Squeeze-and-Turn Closure: Similar to push-and-turn closures, squeeze-and-turn closures require the user to squeeze the sides of the cap while twisting to open the container. This design offers an additional level of child resistance by incorporating a squeezing action. Squeeze-and-turn closures are frequently found on pharmaceutical bottles, containers for liquid medications, and household chemicals.
Flip-Top Closure: These closures typically involve a mechanism that requires a specific combination of actions to open, which can be challenging for young children to figure out but manageable for adults. These mechanisms often include pressing down and simultaneously flipping a cap or pushing and twisting motions.
And there are some hacks out there as well. For folks that have no need for these child-resistant measures or have increased loss of dexterity in their hands, the traditional Rx bottle closure can be flipped and put on backwards. This action makes the pill bottle no longer childproof and a whole lot easier to open. While this is not a universal action (from our research), we have found that pharmacies will provide snap-off/on caps as well when requested.
CRCs are typically made from a variety of materials, each chosen for its suitability in providing both child resistance and functionality. Some common materials used for CRCs include:16,17,18,19
Polypropylene (PP): PP is a widely used thermoplastic polymer known for its durability, chemical resistance, and versatility. It's commonly used in CRC closures due to its ability to withstand repeated opening and closing cycles without deforming or losing its child-resistant properties. PP closures are often used for pharmaceutical packaging, household chemical products, and food containers.
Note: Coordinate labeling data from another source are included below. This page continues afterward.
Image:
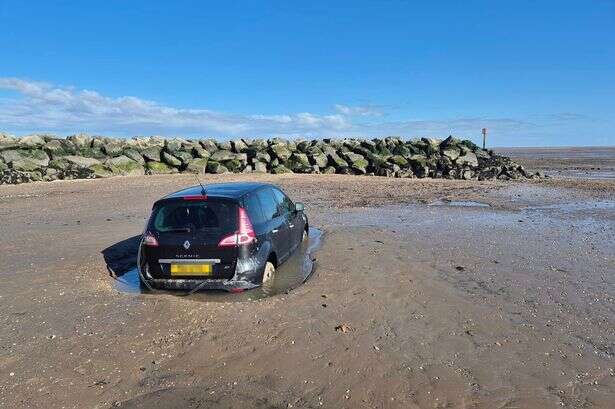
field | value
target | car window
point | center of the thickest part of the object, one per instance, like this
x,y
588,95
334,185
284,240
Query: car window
x,y
268,203
195,216
253,207
285,205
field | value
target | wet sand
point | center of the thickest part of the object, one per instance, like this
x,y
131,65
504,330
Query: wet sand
x,y
572,162
438,302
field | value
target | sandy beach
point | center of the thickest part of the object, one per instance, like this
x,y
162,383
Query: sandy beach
x,y
425,293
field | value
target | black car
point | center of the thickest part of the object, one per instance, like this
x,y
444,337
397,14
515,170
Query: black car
x,y
229,236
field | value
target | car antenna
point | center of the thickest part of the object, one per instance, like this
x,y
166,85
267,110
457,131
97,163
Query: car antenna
x,y
203,192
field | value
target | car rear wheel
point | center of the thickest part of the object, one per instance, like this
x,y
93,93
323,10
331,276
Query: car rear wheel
x,y
269,272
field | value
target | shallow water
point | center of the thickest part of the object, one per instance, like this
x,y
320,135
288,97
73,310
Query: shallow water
x,y
459,203
291,274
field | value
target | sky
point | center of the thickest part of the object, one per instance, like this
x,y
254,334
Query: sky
x,y
535,73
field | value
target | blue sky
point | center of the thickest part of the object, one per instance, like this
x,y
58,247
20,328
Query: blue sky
x,y
536,73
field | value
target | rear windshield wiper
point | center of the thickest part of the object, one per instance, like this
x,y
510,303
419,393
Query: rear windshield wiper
x,y
178,230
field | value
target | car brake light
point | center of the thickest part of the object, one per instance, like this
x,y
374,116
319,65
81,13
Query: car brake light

High-Density Polyethylene (HDPE): HDPE is a strong, rigid plastic known for its resistance to chemicals and impact. It's commonly used in CRC closures for its durability and ability to maintain child-resistant features over time. HDPE closures are often used for products such as prescription medication bottles, household chemicals, and industrial containers.
Metal: Some CRC closures utilize metal components, such as aluminum or steel, to provide additional strength and security. Metal closures are often used in combination with plastic components to create a child-resistant locking mechanism. Metal closures are commonly found on products such as prescription medication vials, aerosol cans, and certain types of food packaging.
Blends and Composites: Manufacturers may also use blends of different polymers or composite materials to achieve specific performance requirements for CRC closures. These blends may offer enhanced durability, chemical resistance, or aesthetic properties compared to single-material closures.
Flexible Packaging Materials with Zipper Mechanisms: Child-safe zippers and flexible packaging are essential components in ensuring the safety of children around potentially hazardous products. These are typically made from high-barrier films, mult-layer structures, and some companies have been testing the use of PCR in both the film and the zipper closures.
In summary, child-resistant closures are indispensable safeguards, designed to protect children from accidental ingestion of harmful substances while allowing easy access for adults. Through innovative designs and rigorous testing, CRCs ensure safety without compromising convenience. These closures, along with child-safe zippers and flexible packaging, represent a vital aspect of product safety, promoting peace of mind for caregivers and manufacturers alike.